- Flights won't resume soon amid security worries, premier says
- Travel ban may cost tour operators $200 million, group warns
Russia’s ban on flights to Egypt won’t be lifted quickly amid concerns that terrorists were responsible for bringing down an aircraft and killing 224 people, Prime Minister Dmitry Medvedev said.
“The chance it was a terrorist act, obviously, remains as an explanation for what happened,” Medvedev said, according to a transcript of an interview by state-owned Rossiyskaya Gazeta newspaper on Monday. “That’s why this decision was made” to halt flights “on the basis of recommendations and materials prepared by the anti-terrorism committee,” he said.

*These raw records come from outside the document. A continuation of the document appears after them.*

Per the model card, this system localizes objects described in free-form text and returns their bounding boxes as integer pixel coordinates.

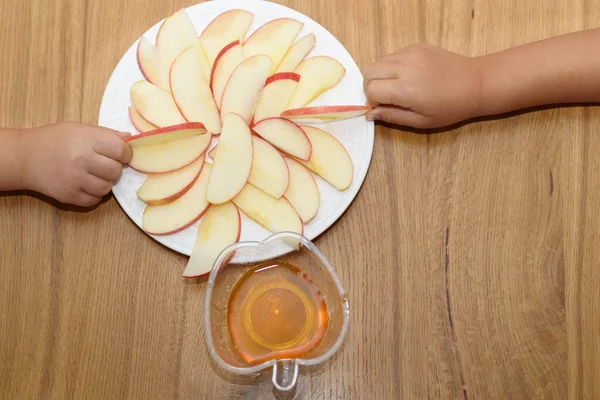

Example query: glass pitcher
[204,232,350,391]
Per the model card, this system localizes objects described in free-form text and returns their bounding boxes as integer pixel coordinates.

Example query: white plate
[98,0,374,256]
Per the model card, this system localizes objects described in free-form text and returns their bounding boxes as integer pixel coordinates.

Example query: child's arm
[0,123,132,207]
[364,29,600,128]
[0,129,25,192]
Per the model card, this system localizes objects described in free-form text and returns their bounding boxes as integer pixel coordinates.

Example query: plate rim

Medvedev is the first senior Russian official to declare that terrorism may have caused the Metrojet aircraft to crash in the Sinai peninsula after it left the Egyptian resort of Sharm el-Sheikh on Oct. 31 bound for St. Petersburg. Russia has said until now that it has no evidence to support assertions by the U.S., the U.K. and France that a bomb may have been responsible, though officials say investigators are exploring all possible causes.
President Vladimir Putin ordered a halt to Russian flights to Egypt on Friday to ensure “the safety of our citizens” after a recommendation by security officials, his spokesman, Dmitry Peskov, told reporters. An Islamic State affiliate has claimed it blew up the aircraft in retaliation for Russian bombing in Syria. Russia began air strikes Sept. 30 against Islamic State and other militants fighting the regime of Syrian leader Bashar al-Assad.
The ban on flights won’t be lifted soon and “it will take time to ensure security for a vacation in Egypt,” Medvedev said earlier Monday at a meeting with his deputies outside Moscow. “Let’s not indulge in illusions, this won’t be a short period.”
Russia brought some 25,000 tourists home from Egypt on more than 100 flights since the ban was imposed, Deputy Prime Minister Arkady Dvorkovich told the same meeting. The remaining tourists should be back within two weeks, he said.
Egypt has said it has no evidence so far that a bomb caused the crash, though investigators are probing a last-second noise heard on the flight data recorder. The U.K. banned commercial flights to and from Sharm el-Sheikh on the Red Sea after the incident, while Norway, Finland and Denmark have advised against all non-essential trips.
Losses for tour operators may reach $200 million if the ban on flights remains in force for two or three months, including the busiest season of New Year holidays, the Russian tourism lobby group ATOR said in a statement Monday. Operators are seeking state guarantees on loans to be able to compensate tourists who can’t fly to Egypt after the ban, it said.
Russia’s bombing campaign in Syria is proving the effectiveness of its military, Putin said at a meeting with defense-industry officials in Sochi on Monday.
“Timely measures increased the combat readiness, combat capabilities of our armed forces,” Putin said. “This is strongly confirmed by the anti-terrorist operation we’re conducting at the request of the Syrian leadership.”